Et revoilà les parachutes dorés. Qui vont, qui viennent, dans les esprits du plus grand nombre pour qui les chiffres ne sont que pure abstraction. La crise financière crée cette fois en temps réel un contraste saisissant : voir dans le même temps d'augustes aéronefs sombrer en piqué et les capitaines harnachés, aussitôt nommés aussitôt démissionnés, somptueusement décorés ! Halte là ! Sans attendre le coming out éthique du Medef, le gouvernement veut légiférer. Les parlementaires belges vont enquêter. De quoi apaiser, après les affaires Dexia et Fortis, des sociétés où il ne paraît pas inconvenable de solder entre 3,7 et 5 millions d'euros par tête d'homme le prix d'une responsabilité qu'on croyait contenue dans la rémunération, pour ainsi dire, service compris.

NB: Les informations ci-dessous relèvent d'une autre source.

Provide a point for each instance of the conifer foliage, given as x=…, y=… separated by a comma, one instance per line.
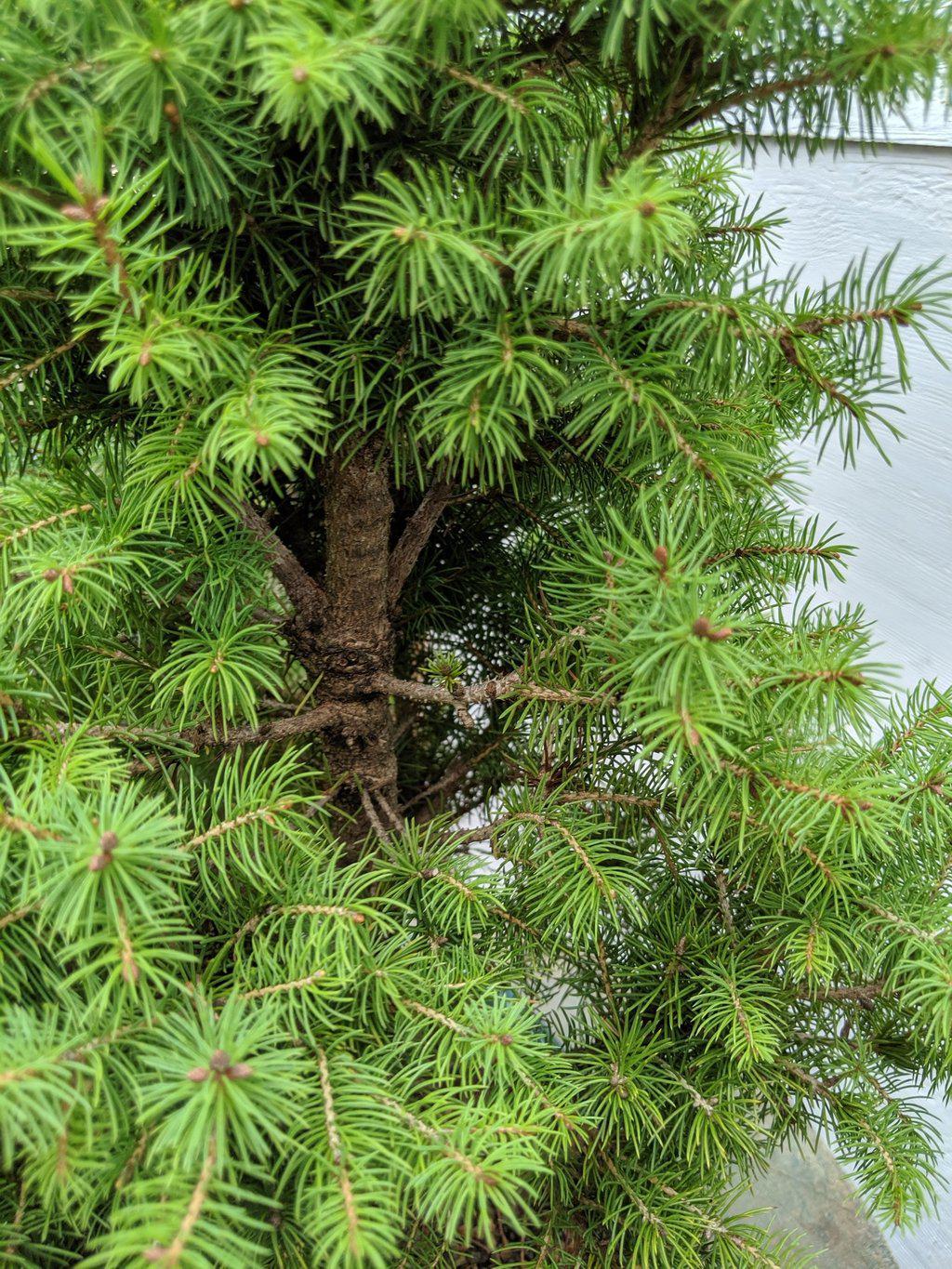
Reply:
x=440, y=826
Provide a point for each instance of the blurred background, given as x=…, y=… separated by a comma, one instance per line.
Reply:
x=899, y=518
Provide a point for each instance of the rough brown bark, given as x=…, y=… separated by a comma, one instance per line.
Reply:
x=357, y=637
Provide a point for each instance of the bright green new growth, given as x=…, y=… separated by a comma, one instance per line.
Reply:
x=438, y=826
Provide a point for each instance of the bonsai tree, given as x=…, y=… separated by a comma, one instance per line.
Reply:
x=440, y=827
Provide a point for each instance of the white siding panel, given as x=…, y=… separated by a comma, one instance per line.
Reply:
x=899, y=517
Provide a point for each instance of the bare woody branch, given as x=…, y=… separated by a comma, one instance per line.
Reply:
x=302, y=590
x=416, y=537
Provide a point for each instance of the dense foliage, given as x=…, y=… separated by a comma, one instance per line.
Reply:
x=438, y=825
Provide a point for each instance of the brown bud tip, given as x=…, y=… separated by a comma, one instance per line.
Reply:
x=705, y=629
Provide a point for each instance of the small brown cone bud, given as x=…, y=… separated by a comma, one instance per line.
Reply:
x=704, y=629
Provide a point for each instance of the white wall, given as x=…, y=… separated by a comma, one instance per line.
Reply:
x=899, y=517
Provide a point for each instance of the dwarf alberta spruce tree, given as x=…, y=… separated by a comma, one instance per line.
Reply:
x=438, y=826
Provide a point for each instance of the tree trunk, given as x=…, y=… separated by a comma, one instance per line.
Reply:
x=358, y=640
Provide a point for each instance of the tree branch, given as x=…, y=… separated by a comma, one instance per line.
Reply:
x=302, y=590
x=416, y=537
x=281, y=729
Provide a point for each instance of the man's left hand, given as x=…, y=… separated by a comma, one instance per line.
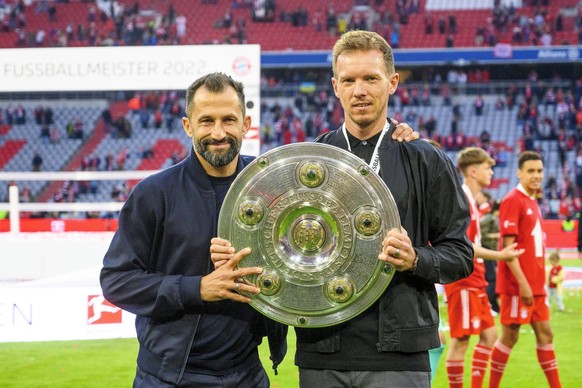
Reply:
x=403, y=132
x=397, y=250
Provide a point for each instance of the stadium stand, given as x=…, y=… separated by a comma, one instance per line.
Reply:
x=293, y=24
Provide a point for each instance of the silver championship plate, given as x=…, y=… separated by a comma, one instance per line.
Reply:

Le système a dérapé il y a quelques décennies. Au temps des fondateurs - ceux qui " créaient " les entreprises devenues empires -, la prise de risque sur deniers personnels imposait le respect. Puis s'est installé le règne des gestionnaires, des cadres dirigeants, mandataires sociaux, qui pensent parfois, avec l'argent des autres, rejouer aux fondateurs en " créant " de plus grands groupes, lors des fusions-acquisitions.
On parle peu de la composition des organes sociaux de ces groupes - conseils d'administration et de surveillance, directoires. Du fait de l'évolution de l'actionnariat, des participations croisées, de la place des investisseurs institutionnels, tout le (petit) monde s'y connaît. Une caste. Petits arrangements entre amis d'un jour, coups bas entre ennemis du lendemain. Tu me tiens, je te tiens. Jusqu'aux comités de rémunération, où les intérêts sont personnels et si peu sociaux.

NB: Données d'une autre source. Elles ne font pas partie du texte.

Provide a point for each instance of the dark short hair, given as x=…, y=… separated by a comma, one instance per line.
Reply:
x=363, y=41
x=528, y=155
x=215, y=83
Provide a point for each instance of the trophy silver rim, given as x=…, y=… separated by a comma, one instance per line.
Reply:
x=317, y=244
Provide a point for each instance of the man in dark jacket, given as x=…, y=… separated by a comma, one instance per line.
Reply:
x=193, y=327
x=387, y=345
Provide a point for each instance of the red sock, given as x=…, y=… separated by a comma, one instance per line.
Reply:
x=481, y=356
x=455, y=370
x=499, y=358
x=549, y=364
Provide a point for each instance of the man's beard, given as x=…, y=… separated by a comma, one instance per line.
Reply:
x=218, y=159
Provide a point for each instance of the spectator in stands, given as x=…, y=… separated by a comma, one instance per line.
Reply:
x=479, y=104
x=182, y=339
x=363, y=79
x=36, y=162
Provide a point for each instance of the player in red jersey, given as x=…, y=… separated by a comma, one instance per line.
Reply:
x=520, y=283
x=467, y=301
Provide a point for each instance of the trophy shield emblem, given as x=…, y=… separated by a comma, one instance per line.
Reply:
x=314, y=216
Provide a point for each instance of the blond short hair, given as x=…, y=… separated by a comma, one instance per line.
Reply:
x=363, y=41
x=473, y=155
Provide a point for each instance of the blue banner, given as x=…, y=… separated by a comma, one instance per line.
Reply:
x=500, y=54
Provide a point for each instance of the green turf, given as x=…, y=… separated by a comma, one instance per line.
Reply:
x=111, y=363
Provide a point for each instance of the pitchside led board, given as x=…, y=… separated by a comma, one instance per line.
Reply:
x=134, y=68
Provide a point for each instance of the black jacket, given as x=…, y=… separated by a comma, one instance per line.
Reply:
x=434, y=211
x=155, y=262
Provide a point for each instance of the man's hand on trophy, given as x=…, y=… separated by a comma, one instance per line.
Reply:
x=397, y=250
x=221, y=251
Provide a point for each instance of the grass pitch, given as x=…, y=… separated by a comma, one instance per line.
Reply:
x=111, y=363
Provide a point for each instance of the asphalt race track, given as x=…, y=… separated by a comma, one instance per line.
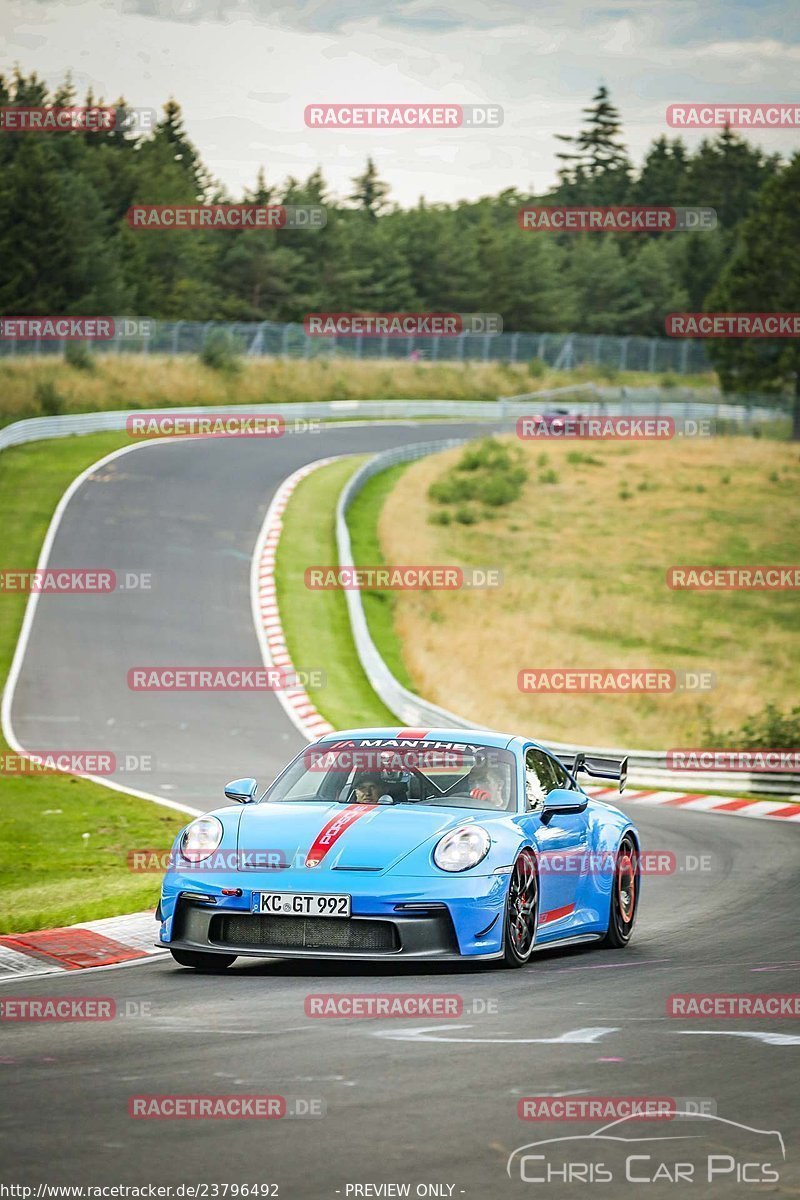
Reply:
x=404, y=1102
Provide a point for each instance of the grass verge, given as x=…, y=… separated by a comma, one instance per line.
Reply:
x=62, y=840
x=316, y=624
x=584, y=551
x=378, y=606
x=41, y=387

Tout cela n'est pas nécessairement question d'avidité. Car, si en ces lieux tous se regardent, se benchmarkent et se jaugent, c'est parce qu'il en va aussi du statut et de la reconnaissance. Tout le monde a besoin de visibilité, de considération, les riches comme les pauvres. Question d'identité. Et qu'importe la dose de mépris que cela nécessite socialement quand, à ce niveau, le manque devient insatiable. On peut s'étonner qu'il n'y ait pas plus de réactions du corps social, des salariés, invités dans les entreprises à donner le meilleur d'eux-mêmes pour financer ces parachutes pathologiques - car rien ne se perd dans un bilan. De la résignation, pas de révolution. Pourquoi ?
Spécialiste des " pathologies sociales " contemporaines, le philosophe allemand Axel Honneth nous éclaire (La Société du mépris, La Découverte, 350 p., 12,50 ¤). L'heure ne serait plus au paradigme de la justice sociale, disons moins qu'avant. Ce qui compterait, ce serait plutôt " les conditions qui garantissent aux membres de cette société une forme inaltérée de réalisation de soi ". L'individu rechercherait " une vie bonne et réussie ". Qu'importe celle du voisin. Et tout cela se jouerait pour ainsi dire, le nez sur le guidon.

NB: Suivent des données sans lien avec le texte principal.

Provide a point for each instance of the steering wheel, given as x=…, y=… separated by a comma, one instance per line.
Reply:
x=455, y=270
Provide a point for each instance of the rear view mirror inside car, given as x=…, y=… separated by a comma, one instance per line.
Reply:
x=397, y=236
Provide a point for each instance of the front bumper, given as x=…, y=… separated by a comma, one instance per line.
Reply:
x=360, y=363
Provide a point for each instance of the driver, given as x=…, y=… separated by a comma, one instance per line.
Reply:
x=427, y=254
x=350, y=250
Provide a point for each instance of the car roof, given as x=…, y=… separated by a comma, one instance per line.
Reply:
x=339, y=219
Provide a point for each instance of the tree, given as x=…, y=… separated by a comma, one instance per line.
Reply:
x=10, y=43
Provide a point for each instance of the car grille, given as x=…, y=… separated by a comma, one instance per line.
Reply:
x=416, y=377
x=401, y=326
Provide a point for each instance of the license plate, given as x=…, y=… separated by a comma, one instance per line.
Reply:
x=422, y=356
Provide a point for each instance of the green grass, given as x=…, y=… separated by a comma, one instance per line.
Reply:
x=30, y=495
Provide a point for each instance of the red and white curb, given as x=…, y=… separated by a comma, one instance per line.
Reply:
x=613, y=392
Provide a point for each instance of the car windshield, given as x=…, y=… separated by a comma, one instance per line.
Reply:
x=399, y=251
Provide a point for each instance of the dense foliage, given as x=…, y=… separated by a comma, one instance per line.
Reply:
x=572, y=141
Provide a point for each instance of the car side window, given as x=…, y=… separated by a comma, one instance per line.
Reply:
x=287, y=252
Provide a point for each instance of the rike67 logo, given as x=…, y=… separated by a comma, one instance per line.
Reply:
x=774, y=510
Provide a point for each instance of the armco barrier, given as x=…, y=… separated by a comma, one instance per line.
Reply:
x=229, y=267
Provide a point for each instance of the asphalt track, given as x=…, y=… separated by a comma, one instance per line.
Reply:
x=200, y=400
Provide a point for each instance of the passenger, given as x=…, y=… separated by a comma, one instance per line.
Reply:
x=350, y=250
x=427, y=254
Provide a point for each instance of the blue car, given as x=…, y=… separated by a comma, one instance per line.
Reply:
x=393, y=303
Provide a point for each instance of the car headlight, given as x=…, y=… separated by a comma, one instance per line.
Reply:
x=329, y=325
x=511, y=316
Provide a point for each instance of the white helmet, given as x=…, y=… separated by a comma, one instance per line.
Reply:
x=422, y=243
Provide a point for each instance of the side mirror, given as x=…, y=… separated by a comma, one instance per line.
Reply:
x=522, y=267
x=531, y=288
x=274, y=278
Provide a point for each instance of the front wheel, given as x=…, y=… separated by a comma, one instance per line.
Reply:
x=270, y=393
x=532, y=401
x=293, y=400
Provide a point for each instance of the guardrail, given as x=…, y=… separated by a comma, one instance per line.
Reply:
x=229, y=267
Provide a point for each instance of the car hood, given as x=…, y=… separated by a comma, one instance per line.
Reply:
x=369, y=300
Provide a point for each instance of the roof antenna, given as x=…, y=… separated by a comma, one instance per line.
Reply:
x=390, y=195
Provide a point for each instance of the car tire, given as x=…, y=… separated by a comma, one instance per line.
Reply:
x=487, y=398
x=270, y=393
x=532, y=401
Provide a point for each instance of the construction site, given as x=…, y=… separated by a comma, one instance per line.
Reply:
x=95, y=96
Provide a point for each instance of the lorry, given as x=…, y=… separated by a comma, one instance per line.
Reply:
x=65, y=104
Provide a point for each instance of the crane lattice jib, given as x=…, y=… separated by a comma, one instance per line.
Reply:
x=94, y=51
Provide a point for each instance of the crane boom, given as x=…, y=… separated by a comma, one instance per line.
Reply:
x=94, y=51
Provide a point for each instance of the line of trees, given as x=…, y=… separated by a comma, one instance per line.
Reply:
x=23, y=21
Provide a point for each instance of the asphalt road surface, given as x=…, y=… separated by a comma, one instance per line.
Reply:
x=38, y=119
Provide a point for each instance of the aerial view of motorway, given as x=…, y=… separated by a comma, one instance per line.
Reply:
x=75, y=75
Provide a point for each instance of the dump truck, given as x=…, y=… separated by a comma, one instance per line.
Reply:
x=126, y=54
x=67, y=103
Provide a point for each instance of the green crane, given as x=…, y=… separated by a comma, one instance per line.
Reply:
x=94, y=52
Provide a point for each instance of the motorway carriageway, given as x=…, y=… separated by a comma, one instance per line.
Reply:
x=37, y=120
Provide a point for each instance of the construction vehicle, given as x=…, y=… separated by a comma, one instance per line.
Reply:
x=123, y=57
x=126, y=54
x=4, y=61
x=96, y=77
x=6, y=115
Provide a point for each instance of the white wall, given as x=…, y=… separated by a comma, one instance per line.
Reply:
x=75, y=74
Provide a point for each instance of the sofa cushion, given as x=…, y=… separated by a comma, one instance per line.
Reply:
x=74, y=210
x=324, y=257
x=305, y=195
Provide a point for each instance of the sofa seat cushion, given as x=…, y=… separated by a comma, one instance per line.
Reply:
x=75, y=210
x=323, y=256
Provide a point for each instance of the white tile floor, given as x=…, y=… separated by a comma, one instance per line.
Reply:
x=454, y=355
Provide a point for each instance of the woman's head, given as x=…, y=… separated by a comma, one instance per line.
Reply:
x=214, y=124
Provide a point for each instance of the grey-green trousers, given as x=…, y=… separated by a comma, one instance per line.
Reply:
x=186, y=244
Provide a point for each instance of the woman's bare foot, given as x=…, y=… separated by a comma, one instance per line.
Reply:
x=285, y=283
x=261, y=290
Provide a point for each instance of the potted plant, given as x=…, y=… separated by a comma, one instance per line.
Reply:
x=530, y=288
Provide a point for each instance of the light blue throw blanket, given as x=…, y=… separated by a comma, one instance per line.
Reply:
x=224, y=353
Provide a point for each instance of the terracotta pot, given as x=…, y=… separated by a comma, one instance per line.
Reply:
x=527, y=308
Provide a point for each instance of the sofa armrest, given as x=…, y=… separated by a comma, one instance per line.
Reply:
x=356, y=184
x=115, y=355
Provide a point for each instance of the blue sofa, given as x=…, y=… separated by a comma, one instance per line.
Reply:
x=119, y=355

Est-ce pour autant la fin d'un idéal collectif de justice ? Voire. Quand la crise de sens gagne au travail, quand la crise tout court s'invite dans les foyers, la prise de conscience risque, un jour, d'être explosive. A moins que, philosophe encore, chacun emprunte la voie suggérée par Fred Poché (Blessures intimes, blessures sociales, de la plainte à la solidarité, éd. du Cerf, 176 p., 18,05 ¤). A ceux qui recherchent " une existence authentique qui ne cède pas aux logiques actuelles de course aux profits ", à ceux qui " désirent échanger avec autrui en vérité, sans volonté plus ou moins consciente de domination ", ce philosophe recommande de panser d'abord leurs blessures, et de songer à une éthique du souci de soi. Qui peut mener à un authentique souci de l'autre. Que l'on soit riche ou pauvre.